WARNING: Graphic Images
“I’ll have a blue Christmas without you
I’ll be so blue just thinking about you
Decorations of red on a green Christmas tree
Won’t be the same dear, if you’re not here with me.”
– “Blue Christmas”, Elvis Presley
The holidays can be a difficult time for abuse victims, especially those of us suffering from depression. We cannot help but compare the idealized scenes of Christmas, Hanukkah, Kwanzaa, and Diwali festivities with our own childhood experiences.
Even the “best” of holiday gatherings may have been rife with tension. All too often, there was little to be joyful about.
Children in dysfunctional homes do not receive the care and attention they deserve. Through no fault of their own, they may become the targets of their parents’ rage or neglect.
There are numerous reasons for this . A child may have been the product of an unwanted pregnancy or hard delivery; may seem in some way “abnormal” or resemble someone toward whom the parent has harsh feelings. A parent may actually be jealous of the child. None of these reasons justifies abuse.
Affection, if it is given at all, can be unevenly distributed. One child may be showered with gifts and praise, while another is heaped with scorn – made the target of punishment and criticism, with the favored child encouraged to join in. This can warp the relationship between siblings or destroy it outright.
Substance abuse only aggravates the situation. Holiday memories pile on holiday memories: Christmas trees toppled; presents non-existent or smashed in anger; an intoxicated parent in a stupor on the lawn, reeking.
As the years go by, the physical, emotional, and sexual abuse that victims endured as children impacts their adult lives. This, in turn, generates pain and regrets, all of which resurface at the holidays.
Our sorrow seems to stand in sharp contrast to the merriment of others. We cannot, of course, see into their hearts to know. Many are likely to be putting on as brave a face in public as we are.
In an effort to cope, some of us throw ourselves into holiday activities 24/7 – cooking, baking, buying, and wrapping at a frenetic pace. Some may be tempted to eat or drink themselves into oblivion. There are though healthier strategies for dealing with the holidays.
A. Reducing the Pace
Not all holiday activities require our participation. We may want to cut back, and spend time in a way that comforts and reassures us. Skiing, sitting by the fire with a cup of cocoa, or reading a good book are not illegal. Visiting the aquarium or taking in a movie would be fine, too.
B. Avoiding Drama
Why not skip the dramatic scenes this year? Abuse victims are allowed to decline invitations they know will prove distressing – no excuses necessary.
C. Letting Go of Perfectionism
There are no officials judging our performance. True, there may be friends or family who see themselves in that role. Just think of them as delusional.

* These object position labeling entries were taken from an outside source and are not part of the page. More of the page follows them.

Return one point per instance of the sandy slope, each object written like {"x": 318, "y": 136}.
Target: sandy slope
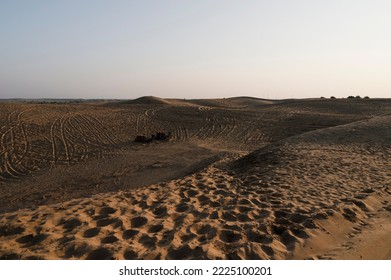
{"x": 320, "y": 194}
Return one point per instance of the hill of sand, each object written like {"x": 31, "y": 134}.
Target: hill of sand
{"x": 240, "y": 178}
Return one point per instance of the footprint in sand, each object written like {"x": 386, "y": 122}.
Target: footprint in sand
{"x": 130, "y": 255}
{"x": 109, "y": 239}
{"x": 129, "y": 233}
{"x": 229, "y": 236}
{"x": 138, "y": 222}
{"x": 9, "y": 230}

Life is not a swim meet timed to the second or a dance recital with every moment carefully choreographed. Do not buy into the fiction that you must be “perfect”.
D. Focusing on Spirituality
Above all, abuse victims should try and focus on the spiritual meaning behind the holidays they choose to observe. From whatever creed those holidays arise, they are intended as celebrations…not tests of stamina.
For Christians, Christ’s miraculous birth should be at the heart of Christmas festivities. That has very little to do with aluminum trees, laser spotlights, professional decorators, or even fruitcake. The Word became flesh and dwelt among us.
If that is not enough to inspire us, we can always pull the covers over our heads, and wait it out. The holidays do pass, eventually. With a little luck, we’ll survive them again this year!